How Enthusiasts Benefit From Autonomous Cars
If autonomy scales, the roads become safer and less chaotic because autonomous cars don’t:
text
drink
road rage
brake check
drift lanes
miss exits and panic-swerve
So enthusiasts win 3 ways:
✅ 1) Less chaos
Traffic becomes smoother and more predictable.
✅ 2) Fewer drunk drivers
This may be the biggest quality-of-life improvement in the history of driving.
✅ 3) Your “driving time” becomes pure
Autonomy removes:
the commute
the errands
the traffic
You don’t waste driving on boredom.
You save driving for joy.
That’s the future.
The Final Twist: Driving Becomes a Craft
In the autonomous era, driving becomes:
like horseback riding
like flying planes
like mechanical watches
like sailing
Not required.
Not rational.
But deeply meaningful.
And here’s the economic truth:
Everything not required becomes status.
That’s why:
handmade things are expensive
old things become valuable
difficult skills become attractive
So the most valuable cars in the future won’t be the most advanced.

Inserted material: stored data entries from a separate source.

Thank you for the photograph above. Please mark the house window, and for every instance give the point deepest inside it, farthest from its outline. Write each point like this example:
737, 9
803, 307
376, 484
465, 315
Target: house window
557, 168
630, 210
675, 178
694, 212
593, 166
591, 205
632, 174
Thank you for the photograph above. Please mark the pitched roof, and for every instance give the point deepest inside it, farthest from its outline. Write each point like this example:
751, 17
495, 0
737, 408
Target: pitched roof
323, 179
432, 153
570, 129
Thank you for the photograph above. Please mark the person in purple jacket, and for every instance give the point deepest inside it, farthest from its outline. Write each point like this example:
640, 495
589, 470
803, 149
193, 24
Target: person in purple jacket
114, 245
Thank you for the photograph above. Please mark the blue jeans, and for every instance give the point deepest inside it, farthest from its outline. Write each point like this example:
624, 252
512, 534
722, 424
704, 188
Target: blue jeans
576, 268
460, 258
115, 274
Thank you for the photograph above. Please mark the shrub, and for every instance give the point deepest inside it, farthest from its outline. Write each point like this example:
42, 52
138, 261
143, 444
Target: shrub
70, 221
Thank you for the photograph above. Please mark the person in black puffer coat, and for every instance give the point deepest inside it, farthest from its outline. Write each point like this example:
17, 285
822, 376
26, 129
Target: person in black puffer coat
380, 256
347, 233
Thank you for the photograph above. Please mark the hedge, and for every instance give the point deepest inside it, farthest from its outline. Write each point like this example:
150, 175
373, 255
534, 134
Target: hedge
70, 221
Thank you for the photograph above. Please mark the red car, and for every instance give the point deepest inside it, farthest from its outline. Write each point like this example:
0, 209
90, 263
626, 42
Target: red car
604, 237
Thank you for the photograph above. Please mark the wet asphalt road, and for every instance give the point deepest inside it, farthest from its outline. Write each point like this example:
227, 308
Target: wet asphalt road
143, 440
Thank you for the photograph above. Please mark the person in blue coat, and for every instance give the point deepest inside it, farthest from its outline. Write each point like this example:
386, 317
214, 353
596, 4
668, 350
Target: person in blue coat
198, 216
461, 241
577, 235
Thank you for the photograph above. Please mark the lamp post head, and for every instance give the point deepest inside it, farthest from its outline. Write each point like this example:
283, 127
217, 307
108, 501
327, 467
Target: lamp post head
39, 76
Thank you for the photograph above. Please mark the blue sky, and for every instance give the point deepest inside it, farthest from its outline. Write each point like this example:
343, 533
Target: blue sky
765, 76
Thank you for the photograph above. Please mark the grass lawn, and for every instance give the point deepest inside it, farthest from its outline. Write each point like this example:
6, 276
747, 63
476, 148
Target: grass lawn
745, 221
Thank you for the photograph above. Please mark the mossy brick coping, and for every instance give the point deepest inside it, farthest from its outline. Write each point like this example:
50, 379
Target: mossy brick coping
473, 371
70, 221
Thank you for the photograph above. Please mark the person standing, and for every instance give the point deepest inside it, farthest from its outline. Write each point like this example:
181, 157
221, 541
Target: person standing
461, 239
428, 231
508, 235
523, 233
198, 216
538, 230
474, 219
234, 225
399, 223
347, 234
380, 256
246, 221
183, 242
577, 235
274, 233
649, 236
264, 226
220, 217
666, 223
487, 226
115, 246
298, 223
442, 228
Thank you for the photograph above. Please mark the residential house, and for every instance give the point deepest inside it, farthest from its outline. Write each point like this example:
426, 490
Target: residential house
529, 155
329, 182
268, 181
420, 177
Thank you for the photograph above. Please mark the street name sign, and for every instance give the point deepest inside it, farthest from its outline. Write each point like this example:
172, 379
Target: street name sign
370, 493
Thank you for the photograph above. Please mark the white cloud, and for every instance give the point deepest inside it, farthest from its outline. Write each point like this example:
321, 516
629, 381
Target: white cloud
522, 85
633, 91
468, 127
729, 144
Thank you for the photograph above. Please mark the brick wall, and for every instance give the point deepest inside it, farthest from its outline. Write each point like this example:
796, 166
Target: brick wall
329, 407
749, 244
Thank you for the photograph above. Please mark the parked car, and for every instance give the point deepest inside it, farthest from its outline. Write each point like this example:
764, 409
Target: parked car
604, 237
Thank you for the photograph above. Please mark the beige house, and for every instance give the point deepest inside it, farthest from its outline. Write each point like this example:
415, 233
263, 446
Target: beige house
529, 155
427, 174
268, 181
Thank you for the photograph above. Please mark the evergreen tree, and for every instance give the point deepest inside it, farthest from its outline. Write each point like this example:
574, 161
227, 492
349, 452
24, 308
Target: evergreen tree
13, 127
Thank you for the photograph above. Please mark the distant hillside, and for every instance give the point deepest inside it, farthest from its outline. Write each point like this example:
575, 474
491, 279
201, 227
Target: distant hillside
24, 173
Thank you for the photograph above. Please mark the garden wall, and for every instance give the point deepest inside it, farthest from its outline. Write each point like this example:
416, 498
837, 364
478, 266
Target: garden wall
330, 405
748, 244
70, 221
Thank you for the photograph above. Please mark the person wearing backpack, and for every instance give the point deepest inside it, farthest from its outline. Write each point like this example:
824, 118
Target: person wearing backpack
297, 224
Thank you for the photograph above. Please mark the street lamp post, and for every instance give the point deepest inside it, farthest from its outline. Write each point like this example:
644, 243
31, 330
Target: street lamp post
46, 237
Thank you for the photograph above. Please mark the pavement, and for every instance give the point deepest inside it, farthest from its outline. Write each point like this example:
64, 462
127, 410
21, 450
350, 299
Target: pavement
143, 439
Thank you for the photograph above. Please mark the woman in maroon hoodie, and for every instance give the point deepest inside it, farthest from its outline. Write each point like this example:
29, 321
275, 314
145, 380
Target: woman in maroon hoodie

They’ll be the most human.
Cars with:
✅ hydraulic steering
✅ 3 pedals
✅ a naturally aspirated engine
✅ real gauges
✅ no subscription nonsense
✅ no nanny software parenting you
Bottom Line: Autonomy Doesn’t Kill the Car World… It Evolves It
Autonomy kills transportation ownership.
It does NOT kill:
passion
identity
sound
mechanical feel
skill
community
If anything, autonomy makes us rarer.
And rarity increases value.
So yes… the world changes.
But the people who still choose to drive?
They don’t become extinct.
They become elite.
FTT Question of the Week
If robotaxis cost 1/5th the price of car ownership…
Would you still own a car?
If yes:
what’s your “last human-driven car” choice?
what’s your forever classic?
what’s your “autonomy can kiss my exhaust” pick?